The Philippines government and Maoist-led Communist rebels agreed indefinite ceasefire on Friday as part of an accord to accelerate efforts to end a conflict that has lasted almost five decades.
"This is a historic and unprecedented event ... [but] there is still a lot of work to be done ahead," President Rodrigo Duterte's peace adviser, Jesus Dureza, said at a signing ceremony in Norway, which is mediating the talks.
The conflict claimed the lives of at least 30,000 people, according to official estimates.
The government expressed hopes that a peace agreement could be reached within a year after the Oslo talks, the first formal meeting for five years. The rebels, who reiterated demands for "revolutionary change," stopped short of setting a deadline.
Both sides, at a signing ceremony in a hotel on the outskirts of Oslo, hailed the ceasefire deal and measures to step up negotiations as a breakthrough after 30 years of fitful peace talks.
"This is a historic and unprecedented event ... [but] there is still a lot of work to be done ahead."
Norwegian Foreign Minister, Borge Brende, described the agreement as a "major breakthrough."
"We are on the highway to peace and we are talking of a timeline of maximum 12 months," Silvestre Bello, the Philippine government delegation's head of negotiations, told AFP.
The two parties also agreed to "speed up the peace process, and aim to reach the first substantial agreement on economic and social reforms within six months," a statement from the Norwegian foreign ministry said.
"They plan to follow this up with an agreement on political and constitutional reforms, before a final agreement on ending the armed conflict can be signed."
The two delegations agreed to meet again in Oslo on October 8-12.
'Good atmosphere'
The head of the rebel delegation, Luis Jalandoni, was optimistic about the potential for achieving a lasting peace deal.
"We think that the peace talks now can move forward with a good atmosphere and try to move on with the [negotiations on] social and economic reforms, which are vital for addressing the roots of the armed conflict," he told AFP.

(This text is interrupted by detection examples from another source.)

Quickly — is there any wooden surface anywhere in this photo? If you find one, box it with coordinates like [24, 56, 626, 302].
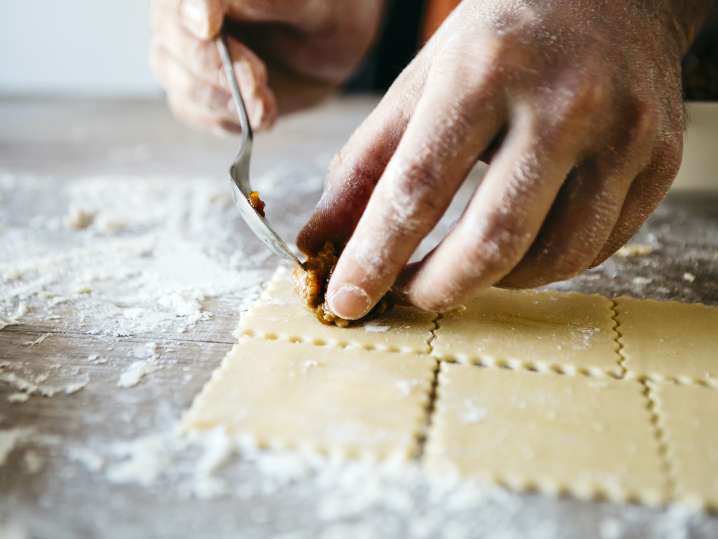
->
[0, 99, 718, 538]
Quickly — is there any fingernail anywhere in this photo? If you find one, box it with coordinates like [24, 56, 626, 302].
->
[327, 284, 371, 320]
[180, 0, 209, 38]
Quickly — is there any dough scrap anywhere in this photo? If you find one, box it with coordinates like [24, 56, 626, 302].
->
[649, 382, 718, 510]
[184, 338, 436, 459]
[239, 268, 437, 354]
[425, 363, 667, 504]
[616, 297, 718, 385]
[433, 288, 623, 376]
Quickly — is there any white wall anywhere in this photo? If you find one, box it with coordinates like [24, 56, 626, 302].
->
[0, 0, 159, 95]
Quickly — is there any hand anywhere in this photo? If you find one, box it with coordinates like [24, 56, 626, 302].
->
[298, 0, 710, 319]
[150, 0, 383, 132]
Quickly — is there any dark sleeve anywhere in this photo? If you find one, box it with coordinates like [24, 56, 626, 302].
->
[344, 0, 426, 93]
[683, 7, 718, 101]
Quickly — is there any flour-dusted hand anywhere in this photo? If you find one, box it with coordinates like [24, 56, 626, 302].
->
[150, 0, 383, 132]
[299, 0, 710, 319]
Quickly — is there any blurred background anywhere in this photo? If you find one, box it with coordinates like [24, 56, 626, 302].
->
[0, 0, 160, 96]
[0, 0, 718, 190]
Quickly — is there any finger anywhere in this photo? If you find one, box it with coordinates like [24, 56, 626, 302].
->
[297, 55, 426, 253]
[150, 47, 232, 116]
[402, 103, 585, 311]
[327, 51, 505, 319]
[153, 11, 277, 128]
[499, 99, 657, 288]
[167, 95, 242, 135]
[591, 131, 683, 266]
[179, 0, 226, 40]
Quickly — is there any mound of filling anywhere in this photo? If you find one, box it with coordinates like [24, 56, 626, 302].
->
[247, 191, 264, 217]
[293, 241, 393, 328]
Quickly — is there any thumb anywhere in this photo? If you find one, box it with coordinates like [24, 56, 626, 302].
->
[179, 0, 227, 40]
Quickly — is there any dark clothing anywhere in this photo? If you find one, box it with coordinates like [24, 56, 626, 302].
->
[345, 0, 718, 101]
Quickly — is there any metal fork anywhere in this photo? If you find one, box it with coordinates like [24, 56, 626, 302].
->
[216, 35, 302, 266]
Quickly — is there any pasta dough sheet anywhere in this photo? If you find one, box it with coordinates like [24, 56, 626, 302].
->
[616, 297, 718, 385]
[433, 288, 623, 376]
[649, 382, 718, 510]
[184, 338, 436, 458]
[425, 363, 667, 504]
[239, 268, 436, 354]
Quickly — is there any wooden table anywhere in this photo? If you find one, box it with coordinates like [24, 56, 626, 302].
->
[0, 98, 718, 539]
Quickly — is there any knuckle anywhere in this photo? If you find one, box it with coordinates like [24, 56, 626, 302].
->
[566, 74, 610, 116]
[465, 213, 532, 274]
[628, 96, 659, 142]
[387, 157, 442, 217]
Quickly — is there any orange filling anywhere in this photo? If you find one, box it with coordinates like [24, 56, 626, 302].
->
[247, 191, 264, 217]
[293, 242, 393, 328]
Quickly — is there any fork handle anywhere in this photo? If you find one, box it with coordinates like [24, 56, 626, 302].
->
[216, 33, 254, 141]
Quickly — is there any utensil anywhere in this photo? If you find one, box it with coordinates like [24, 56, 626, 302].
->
[216, 34, 302, 266]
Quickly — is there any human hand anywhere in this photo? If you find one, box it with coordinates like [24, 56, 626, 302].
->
[150, 0, 383, 132]
[298, 0, 710, 319]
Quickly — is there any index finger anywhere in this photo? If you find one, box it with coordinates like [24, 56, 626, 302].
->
[327, 66, 504, 320]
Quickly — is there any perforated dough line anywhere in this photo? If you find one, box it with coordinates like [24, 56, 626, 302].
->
[422, 362, 667, 507]
[611, 298, 628, 379]
[428, 354, 621, 380]
[235, 267, 437, 355]
[641, 381, 677, 500]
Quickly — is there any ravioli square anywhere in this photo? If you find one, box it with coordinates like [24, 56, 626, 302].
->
[184, 337, 436, 459]
[425, 363, 667, 504]
[433, 288, 623, 376]
[616, 297, 718, 384]
[649, 382, 718, 510]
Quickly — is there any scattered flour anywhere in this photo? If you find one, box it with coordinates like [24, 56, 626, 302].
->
[364, 322, 391, 333]
[616, 243, 655, 257]
[462, 399, 488, 423]
[117, 359, 160, 387]
[0, 428, 30, 466]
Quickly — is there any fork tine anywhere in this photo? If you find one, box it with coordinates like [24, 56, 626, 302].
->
[216, 35, 302, 266]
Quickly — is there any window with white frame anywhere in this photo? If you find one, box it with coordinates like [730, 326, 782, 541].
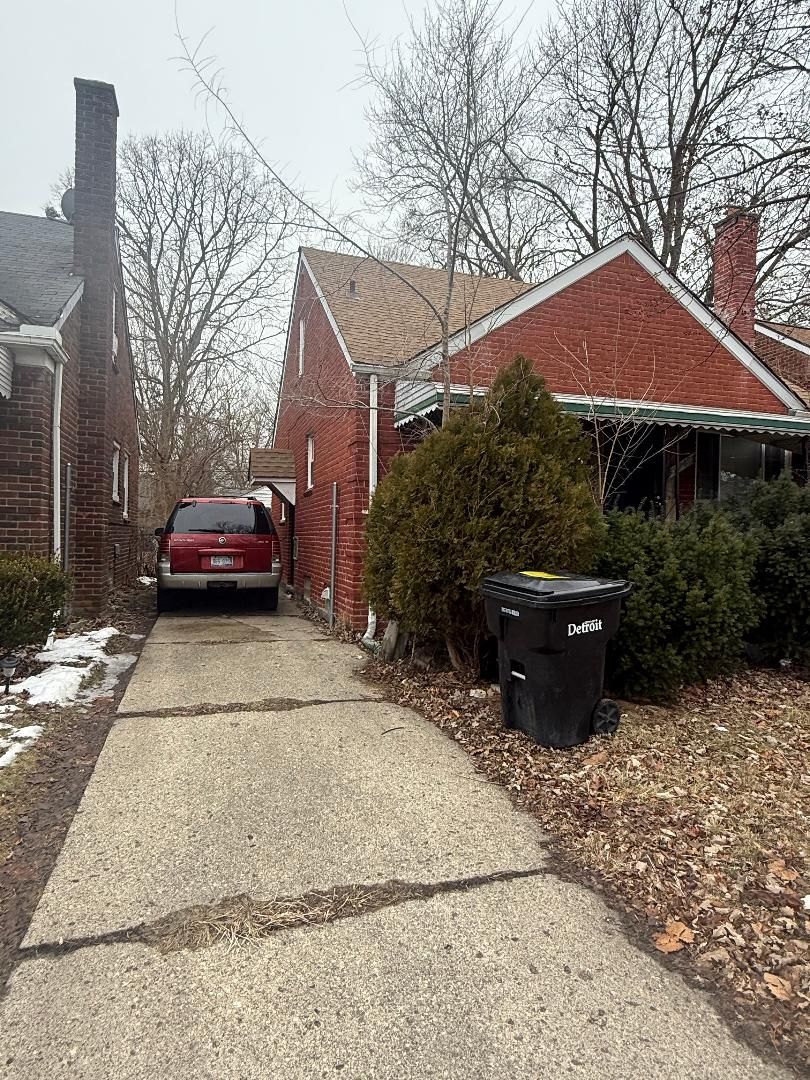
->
[298, 319, 307, 375]
[307, 435, 315, 490]
[112, 443, 121, 502]
[124, 454, 130, 521]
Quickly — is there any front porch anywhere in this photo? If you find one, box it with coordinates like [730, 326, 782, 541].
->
[394, 380, 810, 518]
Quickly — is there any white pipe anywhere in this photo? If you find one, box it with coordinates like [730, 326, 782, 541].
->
[361, 375, 378, 648]
[368, 375, 377, 496]
[51, 360, 63, 563]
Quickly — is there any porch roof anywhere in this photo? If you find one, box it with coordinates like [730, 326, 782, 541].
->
[394, 379, 810, 436]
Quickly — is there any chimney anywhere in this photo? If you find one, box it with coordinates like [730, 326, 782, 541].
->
[72, 79, 118, 363]
[713, 206, 759, 348]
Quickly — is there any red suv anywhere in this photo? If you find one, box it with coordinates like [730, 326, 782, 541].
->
[154, 499, 281, 611]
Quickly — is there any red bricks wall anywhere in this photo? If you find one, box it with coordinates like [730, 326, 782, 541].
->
[754, 333, 810, 390]
[273, 264, 368, 625]
[434, 254, 786, 414]
[0, 364, 53, 555]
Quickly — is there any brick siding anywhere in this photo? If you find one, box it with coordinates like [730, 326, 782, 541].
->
[273, 248, 799, 629]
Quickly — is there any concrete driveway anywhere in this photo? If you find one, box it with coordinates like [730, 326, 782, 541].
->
[0, 606, 786, 1080]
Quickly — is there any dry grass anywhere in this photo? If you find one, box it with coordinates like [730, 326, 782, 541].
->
[367, 663, 810, 1063]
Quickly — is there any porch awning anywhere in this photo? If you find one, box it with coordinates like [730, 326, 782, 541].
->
[394, 379, 810, 437]
[247, 447, 295, 507]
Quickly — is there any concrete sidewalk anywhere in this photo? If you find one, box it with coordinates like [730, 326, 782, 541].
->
[0, 608, 787, 1080]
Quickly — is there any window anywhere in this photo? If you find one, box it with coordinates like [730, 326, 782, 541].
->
[307, 435, 315, 491]
[112, 443, 121, 502]
[124, 454, 130, 521]
[298, 319, 307, 375]
[166, 499, 272, 536]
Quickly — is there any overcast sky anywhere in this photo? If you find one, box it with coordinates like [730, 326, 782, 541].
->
[0, 0, 434, 214]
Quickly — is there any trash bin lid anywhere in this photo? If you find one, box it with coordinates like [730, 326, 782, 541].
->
[481, 570, 631, 607]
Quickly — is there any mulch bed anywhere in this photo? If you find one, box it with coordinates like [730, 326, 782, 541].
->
[365, 660, 810, 1068]
[0, 589, 154, 991]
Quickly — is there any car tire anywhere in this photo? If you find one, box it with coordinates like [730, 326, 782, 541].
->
[259, 585, 279, 611]
[158, 589, 177, 615]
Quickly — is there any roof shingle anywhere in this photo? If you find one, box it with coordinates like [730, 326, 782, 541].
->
[0, 211, 81, 326]
[301, 247, 531, 365]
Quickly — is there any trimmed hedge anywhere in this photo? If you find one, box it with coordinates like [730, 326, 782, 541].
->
[595, 511, 760, 699]
[364, 357, 604, 666]
[0, 551, 70, 653]
[731, 476, 810, 664]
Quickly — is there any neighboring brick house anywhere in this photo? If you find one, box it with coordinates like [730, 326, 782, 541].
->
[258, 211, 810, 627]
[0, 79, 138, 613]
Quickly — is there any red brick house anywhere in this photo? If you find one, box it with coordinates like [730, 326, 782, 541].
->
[251, 212, 810, 627]
[0, 79, 138, 613]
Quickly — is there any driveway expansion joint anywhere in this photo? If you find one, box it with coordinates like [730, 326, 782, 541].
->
[116, 697, 379, 720]
[14, 866, 553, 967]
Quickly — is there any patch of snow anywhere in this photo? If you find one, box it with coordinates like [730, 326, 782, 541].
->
[0, 724, 44, 769]
[11, 653, 90, 705]
[10, 724, 44, 739]
[7, 626, 136, 712]
[36, 626, 118, 663]
[92, 652, 138, 701]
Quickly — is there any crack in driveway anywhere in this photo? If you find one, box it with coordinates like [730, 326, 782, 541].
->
[116, 698, 379, 719]
[15, 866, 553, 967]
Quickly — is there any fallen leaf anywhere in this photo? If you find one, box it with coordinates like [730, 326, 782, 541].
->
[768, 859, 799, 881]
[582, 750, 608, 766]
[653, 919, 694, 953]
[764, 972, 793, 1001]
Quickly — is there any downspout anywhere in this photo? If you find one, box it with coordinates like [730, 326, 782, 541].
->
[51, 360, 67, 563]
[361, 375, 378, 649]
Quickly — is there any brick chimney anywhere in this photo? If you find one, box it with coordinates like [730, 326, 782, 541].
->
[72, 79, 118, 611]
[714, 206, 759, 348]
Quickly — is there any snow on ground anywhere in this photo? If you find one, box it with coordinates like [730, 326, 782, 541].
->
[0, 626, 143, 768]
[11, 626, 136, 705]
[35, 626, 118, 663]
[0, 724, 43, 769]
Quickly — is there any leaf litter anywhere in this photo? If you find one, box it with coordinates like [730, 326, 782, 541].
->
[365, 660, 810, 1066]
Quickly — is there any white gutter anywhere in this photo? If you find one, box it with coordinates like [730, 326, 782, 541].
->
[361, 375, 378, 649]
[51, 361, 64, 563]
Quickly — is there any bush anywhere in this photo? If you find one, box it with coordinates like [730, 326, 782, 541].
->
[596, 511, 759, 699]
[0, 551, 70, 653]
[731, 476, 810, 663]
[364, 356, 603, 666]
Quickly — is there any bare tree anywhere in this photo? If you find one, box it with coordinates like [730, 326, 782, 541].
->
[359, 0, 542, 422]
[514, 0, 810, 314]
[118, 132, 294, 516]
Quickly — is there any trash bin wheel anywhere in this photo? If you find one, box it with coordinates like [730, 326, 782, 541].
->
[593, 698, 621, 735]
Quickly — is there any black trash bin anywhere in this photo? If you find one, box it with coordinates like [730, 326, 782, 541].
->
[482, 570, 631, 746]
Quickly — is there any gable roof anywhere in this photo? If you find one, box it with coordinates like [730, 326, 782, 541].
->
[756, 320, 810, 355]
[301, 247, 531, 366]
[0, 211, 82, 326]
[301, 235, 807, 413]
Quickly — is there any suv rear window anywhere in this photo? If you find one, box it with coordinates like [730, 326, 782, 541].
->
[166, 502, 273, 536]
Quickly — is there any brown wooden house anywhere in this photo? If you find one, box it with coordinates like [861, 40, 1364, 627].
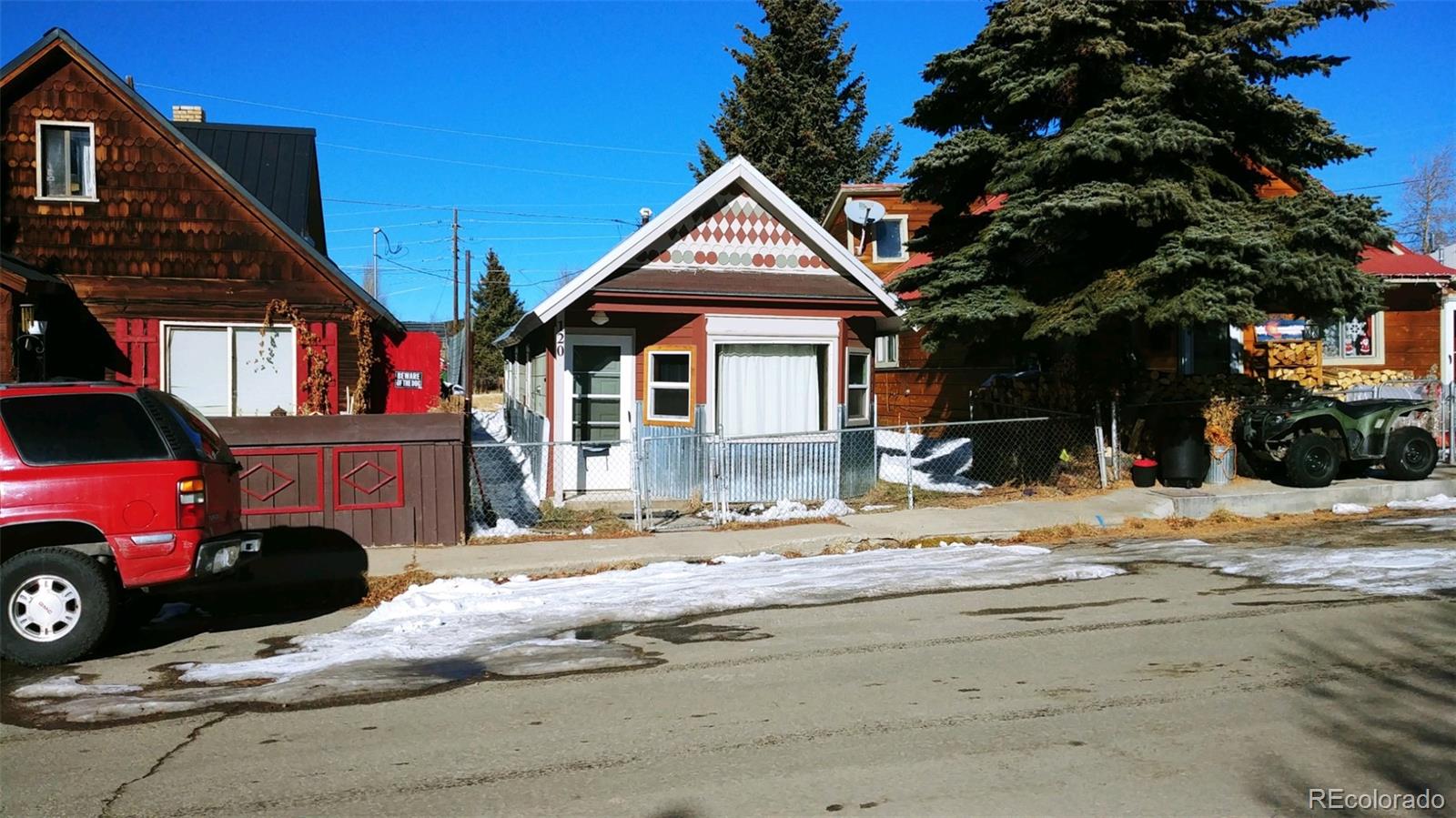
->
[0, 29, 410, 415]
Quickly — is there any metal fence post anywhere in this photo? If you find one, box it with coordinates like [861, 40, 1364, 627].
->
[905, 423, 915, 508]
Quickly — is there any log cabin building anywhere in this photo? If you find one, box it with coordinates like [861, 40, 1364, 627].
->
[820, 181, 1456, 423]
[0, 29, 416, 416]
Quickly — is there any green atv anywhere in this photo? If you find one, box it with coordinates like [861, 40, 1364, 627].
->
[1239, 396, 1439, 488]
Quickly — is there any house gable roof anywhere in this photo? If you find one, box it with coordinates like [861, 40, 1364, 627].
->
[498, 156, 905, 344]
[173, 122, 329, 253]
[0, 27, 403, 333]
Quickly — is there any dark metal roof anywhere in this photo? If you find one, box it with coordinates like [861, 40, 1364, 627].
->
[173, 122, 328, 252]
[0, 27, 403, 332]
[597, 268, 875, 301]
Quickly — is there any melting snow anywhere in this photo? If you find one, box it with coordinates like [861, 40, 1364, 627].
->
[1385, 495, 1456, 510]
[699, 500, 854, 522]
[11, 544, 1123, 722]
[1109, 540, 1456, 595]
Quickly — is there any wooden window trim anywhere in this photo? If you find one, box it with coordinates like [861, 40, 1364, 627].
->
[642, 344, 697, 428]
[35, 119, 100, 202]
[844, 347, 875, 427]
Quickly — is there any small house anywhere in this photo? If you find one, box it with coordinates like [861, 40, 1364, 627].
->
[500, 157, 900, 500]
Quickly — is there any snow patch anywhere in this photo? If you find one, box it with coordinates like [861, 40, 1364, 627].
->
[1385, 495, 1456, 510]
[14, 544, 1123, 722]
[12, 675, 141, 699]
[697, 500, 854, 522]
[1111, 540, 1456, 595]
[1381, 515, 1456, 531]
[470, 517, 531, 539]
[875, 429, 992, 495]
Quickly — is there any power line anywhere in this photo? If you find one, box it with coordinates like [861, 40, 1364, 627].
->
[136, 83, 692, 156]
[318, 141, 682, 187]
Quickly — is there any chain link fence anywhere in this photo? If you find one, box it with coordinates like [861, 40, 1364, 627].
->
[466, 416, 1108, 539]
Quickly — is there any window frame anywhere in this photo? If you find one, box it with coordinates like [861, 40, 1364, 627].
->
[642, 344, 697, 427]
[35, 119, 100, 202]
[1313, 310, 1385, 367]
[869, 213, 910, 264]
[844, 347, 875, 427]
[875, 332, 900, 369]
[157, 320, 300, 418]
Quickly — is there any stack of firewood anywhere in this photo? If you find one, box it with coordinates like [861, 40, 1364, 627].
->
[1325, 367, 1415, 390]
[1254, 340, 1325, 389]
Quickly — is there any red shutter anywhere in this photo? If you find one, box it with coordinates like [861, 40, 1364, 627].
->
[116, 318, 162, 388]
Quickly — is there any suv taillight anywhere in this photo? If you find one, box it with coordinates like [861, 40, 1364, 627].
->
[177, 478, 207, 529]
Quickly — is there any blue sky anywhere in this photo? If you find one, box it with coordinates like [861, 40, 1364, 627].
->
[0, 2, 1456, 320]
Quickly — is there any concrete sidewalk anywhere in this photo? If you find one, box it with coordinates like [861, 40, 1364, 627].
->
[366, 469, 1456, 576]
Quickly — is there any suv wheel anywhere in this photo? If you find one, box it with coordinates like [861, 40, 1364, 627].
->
[1385, 427, 1437, 480]
[1284, 432, 1341, 489]
[0, 549, 118, 665]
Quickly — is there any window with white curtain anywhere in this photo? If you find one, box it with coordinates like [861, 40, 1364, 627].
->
[844, 349, 871, 423]
[35, 122, 96, 199]
[715, 344, 825, 437]
[162, 325, 298, 418]
[646, 347, 693, 427]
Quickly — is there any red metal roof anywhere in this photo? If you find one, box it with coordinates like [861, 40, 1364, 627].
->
[1360, 242, 1456, 278]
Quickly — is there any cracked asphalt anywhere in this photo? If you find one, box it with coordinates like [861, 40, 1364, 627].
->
[0, 552, 1456, 818]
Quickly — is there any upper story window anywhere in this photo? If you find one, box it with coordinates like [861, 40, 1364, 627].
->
[875, 335, 900, 367]
[872, 216, 910, 262]
[35, 122, 96, 201]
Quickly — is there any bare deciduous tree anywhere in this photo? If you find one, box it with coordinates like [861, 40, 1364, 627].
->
[1396, 146, 1456, 253]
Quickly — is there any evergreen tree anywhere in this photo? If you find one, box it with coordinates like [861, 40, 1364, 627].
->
[895, 0, 1390, 354]
[470, 249, 526, 391]
[689, 0, 900, 216]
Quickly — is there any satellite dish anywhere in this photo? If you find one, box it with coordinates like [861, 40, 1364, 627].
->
[844, 199, 885, 224]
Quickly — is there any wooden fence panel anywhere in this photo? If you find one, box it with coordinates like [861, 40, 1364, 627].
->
[213, 413, 468, 546]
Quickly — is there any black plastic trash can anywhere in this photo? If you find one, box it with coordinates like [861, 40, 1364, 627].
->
[1158, 416, 1208, 489]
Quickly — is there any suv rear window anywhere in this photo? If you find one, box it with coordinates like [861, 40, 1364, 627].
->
[0, 393, 172, 466]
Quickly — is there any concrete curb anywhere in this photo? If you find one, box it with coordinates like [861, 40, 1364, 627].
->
[366, 469, 1456, 576]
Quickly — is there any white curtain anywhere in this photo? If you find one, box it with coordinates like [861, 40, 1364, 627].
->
[716, 344, 824, 435]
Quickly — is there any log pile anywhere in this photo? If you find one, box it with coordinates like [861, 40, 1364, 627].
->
[1325, 367, 1415, 390]
[1252, 340, 1325, 389]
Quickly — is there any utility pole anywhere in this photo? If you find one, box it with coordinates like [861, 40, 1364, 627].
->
[464, 250, 475, 415]
[450, 208, 460, 326]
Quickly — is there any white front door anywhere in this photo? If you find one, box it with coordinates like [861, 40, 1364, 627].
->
[562, 335, 636, 495]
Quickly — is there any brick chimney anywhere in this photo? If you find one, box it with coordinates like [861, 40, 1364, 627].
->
[172, 105, 207, 122]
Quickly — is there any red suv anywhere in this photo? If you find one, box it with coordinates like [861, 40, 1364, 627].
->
[0, 383, 262, 665]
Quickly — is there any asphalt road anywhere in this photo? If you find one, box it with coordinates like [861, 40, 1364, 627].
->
[0, 550, 1456, 816]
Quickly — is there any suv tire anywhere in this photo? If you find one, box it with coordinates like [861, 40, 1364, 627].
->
[1284, 432, 1341, 489]
[0, 547, 121, 665]
[1385, 427, 1439, 480]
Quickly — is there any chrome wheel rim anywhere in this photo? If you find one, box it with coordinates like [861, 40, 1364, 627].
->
[5, 573, 82, 641]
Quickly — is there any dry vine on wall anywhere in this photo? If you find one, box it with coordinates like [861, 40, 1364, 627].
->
[258, 298, 333, 415]
[349, 308, 379, 412]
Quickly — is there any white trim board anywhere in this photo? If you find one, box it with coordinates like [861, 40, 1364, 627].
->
[507, 156, 905, 338]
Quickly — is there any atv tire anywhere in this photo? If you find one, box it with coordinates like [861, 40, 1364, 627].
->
[1385, 427, 1439, 480]
[0, 547, 121, 665]
[1284, 432, 1341, 489]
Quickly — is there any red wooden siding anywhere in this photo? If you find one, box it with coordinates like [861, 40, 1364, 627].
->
[114, 318, 162, 388]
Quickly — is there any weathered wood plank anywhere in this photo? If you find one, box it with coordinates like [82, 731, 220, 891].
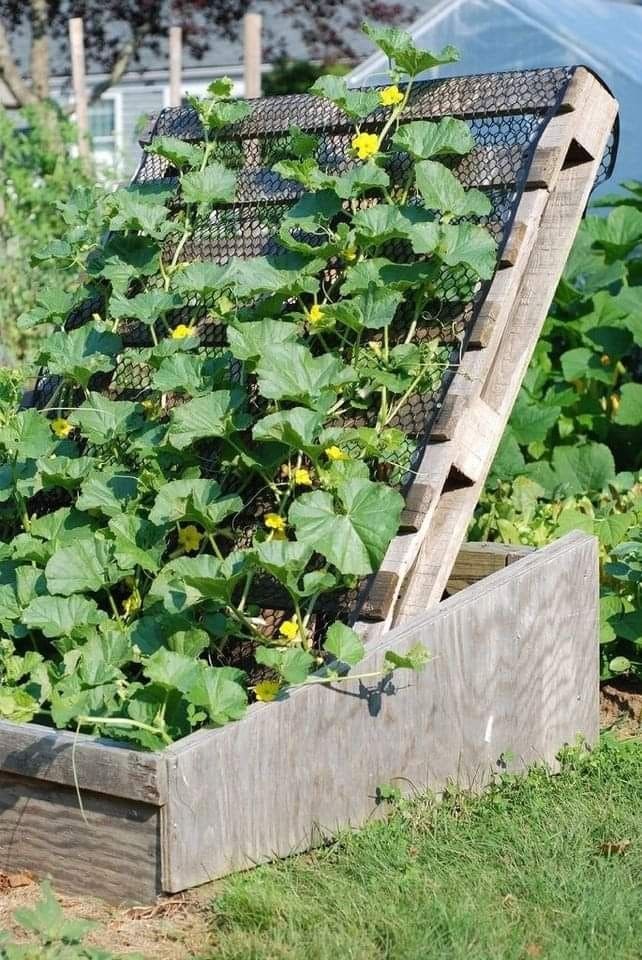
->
[162, 534, 598, 892]
[396, 83, 617, 623]
[0, 720, 167, 805]
[354, 190, 548, 638]
[446, 542, 534, 596]
[0, 772, 161, 903]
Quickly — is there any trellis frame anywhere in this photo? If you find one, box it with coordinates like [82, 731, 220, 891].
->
[0, 69, 617, 901]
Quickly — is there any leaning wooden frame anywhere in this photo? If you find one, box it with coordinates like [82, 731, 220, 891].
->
[0, 68, 617, 900]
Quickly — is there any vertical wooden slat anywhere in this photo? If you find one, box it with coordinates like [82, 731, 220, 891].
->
[243, 13, 262, 100]
[169, 26, 183, 107]
[69, 17, 91, 165]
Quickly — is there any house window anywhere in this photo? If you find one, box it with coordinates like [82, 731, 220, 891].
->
[89, 98, 116, 151]
[89, 95, 119, 171]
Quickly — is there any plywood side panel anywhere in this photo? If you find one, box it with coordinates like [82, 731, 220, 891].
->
[0, 772, 160, 903]
[163, 534, 598, 891]
[0, 720, 167, 805]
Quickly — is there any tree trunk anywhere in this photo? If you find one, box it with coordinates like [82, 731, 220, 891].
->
[0, 20, 36, 107]
[31, 0, 49, 101]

The government and the rebels also renewed an agreement that ensures immunity and security for key representatives of the rebels' political wing, the National Democratic Front, so that they can take part in the negotiations.
Its armed faction, the New People's Army (NPA), is now believed to have fewer than 4,000 gunmen, down from a peak of 26,000 in the 1980s, when a bloodless revolt ended the 20-year dictatorship of late President Ferdinand Marcos.
In 2002, the US State Department designated the Communist Party and the NPA as terrorist organisations.
Forging peace with the rebels has been the elusive goal of Philippine presidents since a 1986 revolution that toppled Dictator Ferdinand Marcos.
The force behind the current talks is Philippine President Rodrigo Duterte, who took office on June 30 after a landslide election victory.
Hopes for peace deal
On Monday, his government said it hoped to reach a peace accord within a year.
Duterte, who calls himself a Socialist, hails from Mindanao, the impoverished southern third of the Philippines where two rebellions -- Communist and Muslim -- have been most active.
He says ending both insurgencies is vital to his plan to curb poverty. He has even sketched the possibility of forming a coalition government with the rebels.
Duterte reputedly has close links to the Communists and is a former university student of Jose Maria Sison, now aged 77, who established the party.
The two sides hope to breathe new life into the process by discussing the outstanding issues of social and economic reforms, political and constitutional changes, and an end to hostilities.
Previous peace talks have addressed one issue at a time.